次回のヌースレクチャーでは現代物理学の話をしようと思います。おそらく、ヌーソロジーから見た素粒子空間の話がメインになるでしょう。

現代物理学は物質の大本の構成要素を素粒子と見なしているわけですが、ここには相変わらず、素粒子を対象として見なす認識の型が働いています。OCOT情報のいう人間型ゲシュタルトというやつですね。
 
波動関数ψ(x,t)という複雑な数式で表現されている様々な素粒子の有様(ありよう)も、相変わらず「観察される対象」であって、それは、それらの数式が時間tと空間xをパラメーターとして関数化されているところにも表れています。対象は、たとえどんな運動をしていようとも、常に時間と空間の中になければならない、とする考え方です。
 
しかし、素粒子は、観測問題などで取り沙汰されているように、普通の対象とは全く別の性質を持ったものです。

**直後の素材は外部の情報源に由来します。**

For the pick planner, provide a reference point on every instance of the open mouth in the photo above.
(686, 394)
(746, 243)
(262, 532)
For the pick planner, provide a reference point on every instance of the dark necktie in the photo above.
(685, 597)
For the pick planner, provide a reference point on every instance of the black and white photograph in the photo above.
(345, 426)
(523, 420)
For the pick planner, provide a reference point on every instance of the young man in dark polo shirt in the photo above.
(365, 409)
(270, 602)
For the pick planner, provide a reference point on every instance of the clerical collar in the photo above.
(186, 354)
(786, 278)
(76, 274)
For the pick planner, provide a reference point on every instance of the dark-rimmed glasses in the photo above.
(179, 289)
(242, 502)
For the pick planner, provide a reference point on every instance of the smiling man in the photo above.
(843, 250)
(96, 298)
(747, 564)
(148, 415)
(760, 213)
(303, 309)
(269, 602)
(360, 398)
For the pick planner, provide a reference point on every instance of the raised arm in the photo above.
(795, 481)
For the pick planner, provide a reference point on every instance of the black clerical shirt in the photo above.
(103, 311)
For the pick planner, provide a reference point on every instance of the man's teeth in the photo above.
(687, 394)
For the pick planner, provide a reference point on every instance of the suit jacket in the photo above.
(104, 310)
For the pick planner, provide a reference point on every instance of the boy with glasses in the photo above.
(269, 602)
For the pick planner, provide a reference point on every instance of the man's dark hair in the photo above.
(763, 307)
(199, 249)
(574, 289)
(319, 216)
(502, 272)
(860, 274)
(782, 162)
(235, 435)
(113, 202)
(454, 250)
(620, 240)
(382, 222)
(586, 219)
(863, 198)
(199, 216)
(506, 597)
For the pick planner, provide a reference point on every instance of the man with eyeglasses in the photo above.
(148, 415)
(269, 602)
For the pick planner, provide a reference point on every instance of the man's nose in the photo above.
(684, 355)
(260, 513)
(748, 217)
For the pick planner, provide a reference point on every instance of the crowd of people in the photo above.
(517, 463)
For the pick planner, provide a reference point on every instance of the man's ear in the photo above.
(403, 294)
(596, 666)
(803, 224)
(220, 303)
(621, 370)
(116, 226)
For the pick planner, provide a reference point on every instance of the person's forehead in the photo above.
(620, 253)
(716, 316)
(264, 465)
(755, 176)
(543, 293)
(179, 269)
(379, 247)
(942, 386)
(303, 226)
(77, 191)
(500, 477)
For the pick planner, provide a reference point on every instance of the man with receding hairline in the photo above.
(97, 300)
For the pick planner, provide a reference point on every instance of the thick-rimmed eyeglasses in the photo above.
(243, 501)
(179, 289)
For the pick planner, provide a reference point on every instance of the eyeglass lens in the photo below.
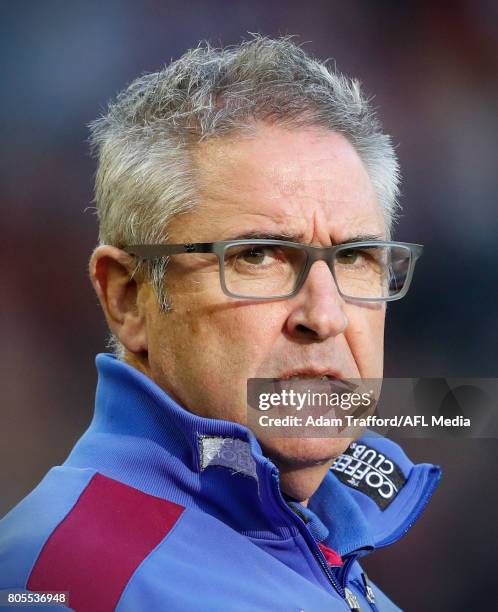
(371, 272)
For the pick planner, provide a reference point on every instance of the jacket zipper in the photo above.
(345, 593)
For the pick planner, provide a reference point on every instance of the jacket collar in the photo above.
(141, 436)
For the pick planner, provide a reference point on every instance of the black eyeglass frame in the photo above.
(313, 254)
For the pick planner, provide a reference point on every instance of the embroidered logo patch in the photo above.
(366, 469)
(232, 453)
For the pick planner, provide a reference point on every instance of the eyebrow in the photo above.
(284, 236)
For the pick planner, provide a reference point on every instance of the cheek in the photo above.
(365, 336)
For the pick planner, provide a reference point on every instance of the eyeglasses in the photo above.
(370, 271)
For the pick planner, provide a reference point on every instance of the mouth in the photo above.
(318, 375)
(307, 374)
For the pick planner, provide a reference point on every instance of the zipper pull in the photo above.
(368, 589)
(351, 600)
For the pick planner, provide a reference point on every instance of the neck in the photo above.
(302, 481)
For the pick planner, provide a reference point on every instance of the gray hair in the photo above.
(144, 143)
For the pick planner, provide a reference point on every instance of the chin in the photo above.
(293, 453)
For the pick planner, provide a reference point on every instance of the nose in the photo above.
(317, 310)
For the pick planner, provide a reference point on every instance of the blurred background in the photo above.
(433, 70)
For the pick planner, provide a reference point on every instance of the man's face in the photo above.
(306, 183)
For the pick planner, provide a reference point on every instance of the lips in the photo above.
(317, 374)
(311, 373)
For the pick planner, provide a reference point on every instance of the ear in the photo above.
(120, 296)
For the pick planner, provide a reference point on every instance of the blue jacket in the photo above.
(159, 509)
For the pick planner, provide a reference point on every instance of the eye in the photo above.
(254, 255)
(260, 255)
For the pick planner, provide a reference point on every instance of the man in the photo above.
(245, 199)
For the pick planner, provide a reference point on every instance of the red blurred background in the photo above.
(433, 69)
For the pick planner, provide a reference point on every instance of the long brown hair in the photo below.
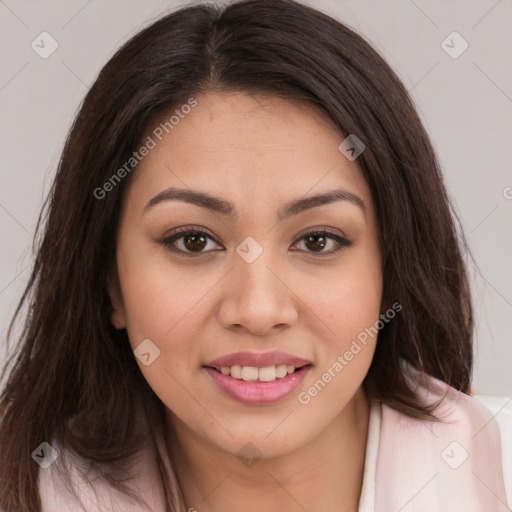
(71, 364)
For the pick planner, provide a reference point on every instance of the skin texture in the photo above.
(258, 152)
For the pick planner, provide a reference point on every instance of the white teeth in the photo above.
(267, 374)
(249, 373)
(236, 371)
(252, 373)
(281, 370)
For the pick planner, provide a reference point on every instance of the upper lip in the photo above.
(258, 359)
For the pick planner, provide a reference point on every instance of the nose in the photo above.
(258, 298)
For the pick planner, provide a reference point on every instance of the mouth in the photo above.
(258, 374)
(253, 386)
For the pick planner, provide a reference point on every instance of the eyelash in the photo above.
(183, 231)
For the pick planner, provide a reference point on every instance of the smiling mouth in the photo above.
(258, 374)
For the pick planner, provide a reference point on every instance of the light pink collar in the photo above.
(419, 466)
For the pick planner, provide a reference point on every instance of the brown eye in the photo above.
(317, 241)
(188, 241)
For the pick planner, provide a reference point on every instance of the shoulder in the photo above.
(456, 462)
(501, 409)
(66, 483)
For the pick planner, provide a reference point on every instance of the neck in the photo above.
(324, 474)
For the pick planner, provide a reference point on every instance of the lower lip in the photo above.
(258, 393)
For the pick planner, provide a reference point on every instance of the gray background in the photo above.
(465, 104)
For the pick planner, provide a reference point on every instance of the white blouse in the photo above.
(500, 407)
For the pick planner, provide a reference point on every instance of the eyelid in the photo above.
(342, 240)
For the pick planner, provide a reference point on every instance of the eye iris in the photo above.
(194, 239)
(318, 241)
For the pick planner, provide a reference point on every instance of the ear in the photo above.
(117, 313)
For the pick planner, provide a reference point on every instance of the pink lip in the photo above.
(256, 392)
(258, 359)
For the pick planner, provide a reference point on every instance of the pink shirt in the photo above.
(463, 464)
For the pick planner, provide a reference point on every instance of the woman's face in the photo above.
(252, 280)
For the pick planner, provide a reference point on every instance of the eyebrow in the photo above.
(227, 208)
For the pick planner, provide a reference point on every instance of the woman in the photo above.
(250, 291)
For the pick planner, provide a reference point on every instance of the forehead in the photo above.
(256, 148)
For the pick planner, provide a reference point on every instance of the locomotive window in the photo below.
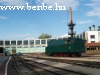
(43, 41)
(92, 41)
(19, 42)
(92, 36)
(31, 42)
(1, 42)
(37, 41)
(7, 42)
(13, 42)
(25, 42)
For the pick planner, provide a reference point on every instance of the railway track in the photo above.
(74, 62)
(22, 67)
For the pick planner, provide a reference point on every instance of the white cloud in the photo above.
(67, 3)
(26, 35)
(3, 17)
(84, 21)
(95, 5)
(13, 2)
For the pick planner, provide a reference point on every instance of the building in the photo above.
(92, 38)
(23, 46)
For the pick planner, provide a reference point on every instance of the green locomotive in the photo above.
(67, 46)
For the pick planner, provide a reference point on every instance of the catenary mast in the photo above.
(71, 24)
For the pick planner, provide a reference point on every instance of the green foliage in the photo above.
(98, 28)
(44, 36)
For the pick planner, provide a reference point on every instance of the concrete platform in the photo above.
(76, 68)
(3, 64)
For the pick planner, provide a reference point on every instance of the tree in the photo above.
(44, 36)
(98, 28)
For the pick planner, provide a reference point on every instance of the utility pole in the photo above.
(71, 24)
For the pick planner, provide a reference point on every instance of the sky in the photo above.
(30, 24)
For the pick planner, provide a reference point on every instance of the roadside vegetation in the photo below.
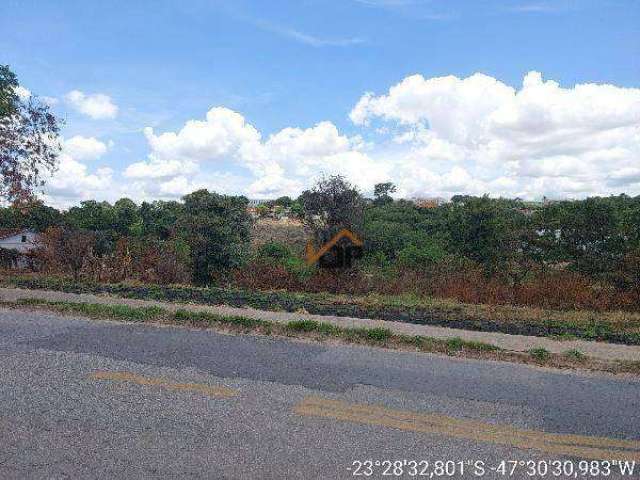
(569, 255)
(323, 332)
(615, 327)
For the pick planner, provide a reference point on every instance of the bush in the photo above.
(419, 257)
(274, 251)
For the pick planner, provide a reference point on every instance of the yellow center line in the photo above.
(581, 446)
(212, 391)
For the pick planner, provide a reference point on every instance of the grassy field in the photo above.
(616, 327)
(324, 332)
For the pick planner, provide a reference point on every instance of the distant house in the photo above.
(428, 202)
(18, 240)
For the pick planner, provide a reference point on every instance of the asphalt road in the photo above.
(92, 399)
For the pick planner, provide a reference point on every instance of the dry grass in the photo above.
(322, 332)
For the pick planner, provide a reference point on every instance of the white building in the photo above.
(18, 240)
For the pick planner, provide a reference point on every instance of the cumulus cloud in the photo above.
(23, 93)
(74, 181)
(438, 136)
(542, 139)
(284, 163)
(84, 148)
(95, 105)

何らかのかたちで観測者を巻き込んだ形で存在しているんですね。観測問題というのは、本来、波動関数ψ(x,t)の状態で存在している素粒子が、人間の観測が波動関数の崩壊を起こす原因となっていて、それによって、はじめて測定値がある値に定まるというものです。
 
この「観測」ですが、これは、数学的には「波動関数ψ(x,t)の微分」という形で表されていると考えることができます。たとえば、運動量の導出は波動関数ψ(x,t)を位置xで微分することによって、エネルギーであれば、同じく波動関数ψ(x,t)を時間tで微分すると出てきます。しかし、波動関数ψ(x,t)自体は指数関数の形をしているので、微分しても常に元の関数は残されて、導き出された物理量に対して、常に位相因子としてくっついてきます。
 
分かりやすく言えば、計算によって素粒子の運動量やエネルギーが導き出されたとしても、そこに、つねにψ(x,t)がくっついていて、複素平面上の回転として表される何かがグルグルと回っているわけです。このグルグルは、現在、物理学では「確率の変動」として解釈されています。たとえ、運動量pが導き出されたとしても、それは確率的にしか把握されない、というわけです。これは位置xにしても、エネルギーEにしても、同じです。
 
波動関数ψ(x,t)に対するこうした確率解釈から、物質は確率的存在でしかないという言説が生まれ、それが宇宙全体に拡大解釈されて、並行宇宙仮説なんかが出てきています。この仮説は現在のスピ系の思想や哲学系の思想にもかなり影響を与えていますよね。宇宙は選択によってその瞬間、瞬間に分岐してるとか、非共可能的次元の世界が存在するとか、いろいろですが。
 
でも、個人的には、この確率解釈は、物理学が時間と空間を先行させて、そこに実在の形式を見ているために生まれている誤った解釈のように思えます。つまり、わたしたちが実在と見なしているような宇宙が、無数、枝分かれしたような別の宇宙などといったものは存在しない、ということです。ヌーソロジーの観点からから見ると、この確率は、むしろ、時間と空間が認識に生じる以前の、人間個々の想像力のフィールドで生まれている「共可能的次元」の表現です。
 
この共可能的次元が、自己の内部次元、さらには、自己-他者間で、総合化されていくことによって(物理学的には対称性の拡張に当たります、)時間と空間という、自他の間で相互了解が取れる客観的実在の場所が認識に生じてくる、という仕組みになっていると考えています。
 
いずれにしろ、ヌーソロジーの思考から見ると、素粒子世界というのは、ドゴン族のいう〈先導記号〉のごときものであるということですね。わたしたちの世界に対する認識を可能にさせている、哲学の言葉でいうなら〈超越論的構成〉を持った幾何学構造体です。
 
今回のレクチャーでは、こうした観点から、素粒子世界を貫いているシステムを、奥行きと幅の差異の概念をベースに具体的に説明してみようかな、と思っています。
 
位置空間と運動量空間の反転関係、確率解釈、波動関数の崩壊、スピン1/2空間、など、素粒子世界が内在させている様々なナゾの解明に観察子の概念がいかに有用かが、参加された皆さんにも、かなり伝わることでしょう。